Having two older sons, I know the joy that comes with having a baby. I also know the pain, sadness, and disappointment that comes with finding out your new baby has a disability. January 29, 2010, is a day I will never forget. The excitement and thrill, the oohs and ahhs, and the “oh, he looks just like his brothers, Peyton and Conner.” I remember how quickly that excitement went away after being told that our precious baby boy had Down syndrome. In that very moment, I felt that someone had ripped my heart out. I thought there was no way this could happen to me, to us. Kelly and I were normal people, we were a normal, Godly family, went to church, and I taught in a Christian school… this was a mistake. I had not planned this.
The lessons and pure love your child teaches and shows you will far outweigh the worry, anger, and fear you may be feeling now.
Although, most things those first few months were a blur. I do remember crying myself to sleep at night for months. I remember someone telling me about a school for special needs babies/children (The Little Light House) and I needed to get his name on the list immediately. I remember everybody telling me that God gives special kids to special people. I thought if I heard that one more time, I would scream.
I did not want my child to be special and I did not want to be special. I worried about how people would treat Hayden, how our friends would treat us, and how my family would treat him. I wondered if my family would love him as much as his older brothers… I know these feelings may seem strange but if you are reading this, chances are you are a new parent of a precious baby who happens to have Down syndrome and you may be feeling this way too. Little did I know on January 29, 2010, just how special Hayden truly was and the undeniable impact and joy he would bring to our family’s lives and all those that are fortunate to meet him.
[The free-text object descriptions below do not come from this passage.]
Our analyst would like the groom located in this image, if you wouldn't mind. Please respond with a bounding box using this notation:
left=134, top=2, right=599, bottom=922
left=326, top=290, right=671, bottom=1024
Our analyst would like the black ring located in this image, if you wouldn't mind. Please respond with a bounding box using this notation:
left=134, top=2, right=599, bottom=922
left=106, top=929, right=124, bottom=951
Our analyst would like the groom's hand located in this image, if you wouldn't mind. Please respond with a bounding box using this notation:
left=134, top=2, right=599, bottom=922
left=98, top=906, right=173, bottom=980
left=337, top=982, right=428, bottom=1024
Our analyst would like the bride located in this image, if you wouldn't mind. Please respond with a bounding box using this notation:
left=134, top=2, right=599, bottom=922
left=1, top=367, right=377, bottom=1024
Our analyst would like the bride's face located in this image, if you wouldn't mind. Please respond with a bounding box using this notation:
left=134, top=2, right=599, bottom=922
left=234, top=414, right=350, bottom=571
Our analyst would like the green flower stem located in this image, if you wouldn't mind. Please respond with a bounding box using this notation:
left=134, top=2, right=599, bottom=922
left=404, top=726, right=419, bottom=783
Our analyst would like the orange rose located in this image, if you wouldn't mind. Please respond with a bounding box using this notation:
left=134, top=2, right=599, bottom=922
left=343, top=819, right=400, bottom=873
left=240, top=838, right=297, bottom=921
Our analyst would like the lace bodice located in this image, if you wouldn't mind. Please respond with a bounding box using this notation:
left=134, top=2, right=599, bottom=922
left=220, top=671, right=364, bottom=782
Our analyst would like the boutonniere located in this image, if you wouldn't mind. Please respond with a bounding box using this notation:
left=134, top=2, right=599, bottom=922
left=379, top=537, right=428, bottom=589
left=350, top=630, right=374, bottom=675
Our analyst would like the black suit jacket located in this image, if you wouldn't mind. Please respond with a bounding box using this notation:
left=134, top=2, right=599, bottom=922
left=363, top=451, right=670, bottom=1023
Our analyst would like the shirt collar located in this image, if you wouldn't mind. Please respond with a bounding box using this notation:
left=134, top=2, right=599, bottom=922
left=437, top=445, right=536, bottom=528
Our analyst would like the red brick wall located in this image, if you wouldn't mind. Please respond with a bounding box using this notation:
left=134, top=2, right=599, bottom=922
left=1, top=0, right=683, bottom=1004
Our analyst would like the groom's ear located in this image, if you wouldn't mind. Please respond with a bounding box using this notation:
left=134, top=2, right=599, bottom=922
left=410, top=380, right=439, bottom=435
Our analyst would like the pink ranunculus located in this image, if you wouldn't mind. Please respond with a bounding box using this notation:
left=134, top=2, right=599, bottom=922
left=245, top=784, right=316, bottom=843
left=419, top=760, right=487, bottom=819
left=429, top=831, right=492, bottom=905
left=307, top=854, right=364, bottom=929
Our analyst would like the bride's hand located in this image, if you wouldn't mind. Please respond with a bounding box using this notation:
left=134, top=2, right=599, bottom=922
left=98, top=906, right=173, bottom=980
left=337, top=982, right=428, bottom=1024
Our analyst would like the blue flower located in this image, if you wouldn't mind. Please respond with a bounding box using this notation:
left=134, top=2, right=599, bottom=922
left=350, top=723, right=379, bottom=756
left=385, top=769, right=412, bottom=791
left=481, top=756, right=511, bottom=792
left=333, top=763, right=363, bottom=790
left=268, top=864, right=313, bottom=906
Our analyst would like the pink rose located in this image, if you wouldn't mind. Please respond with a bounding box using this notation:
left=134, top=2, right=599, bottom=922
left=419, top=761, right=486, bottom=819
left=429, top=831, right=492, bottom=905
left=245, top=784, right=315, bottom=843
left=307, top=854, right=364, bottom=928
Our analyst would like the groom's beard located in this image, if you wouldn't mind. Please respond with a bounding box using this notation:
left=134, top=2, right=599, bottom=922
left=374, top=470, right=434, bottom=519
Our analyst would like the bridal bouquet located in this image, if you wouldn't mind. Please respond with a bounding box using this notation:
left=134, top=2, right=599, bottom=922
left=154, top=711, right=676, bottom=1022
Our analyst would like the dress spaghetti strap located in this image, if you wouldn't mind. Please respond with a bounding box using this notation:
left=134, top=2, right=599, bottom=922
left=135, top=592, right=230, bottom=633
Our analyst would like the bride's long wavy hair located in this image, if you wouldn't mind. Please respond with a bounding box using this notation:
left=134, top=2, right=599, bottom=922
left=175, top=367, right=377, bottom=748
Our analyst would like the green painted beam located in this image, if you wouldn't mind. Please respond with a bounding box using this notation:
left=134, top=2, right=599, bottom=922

Not long after Hayden was born, a friend text me a verse one morning… Jeremiah 29:11 – “For I know the plans I have for you,” declares the Lord, “plans to prosper you and not to harm you, plans to give you a hope and a future.” Little did I know how much I would lean on that verse the next few years. In the days ahead for you it may not be obvious, but I assure you the lessons and pure love your child teaches and shows you will far outweigh the worry, anger, and fear you may be feeling now. And though it won’t always be easy and certain, I can predict the blessings you receive will be much more than you could have ever expected.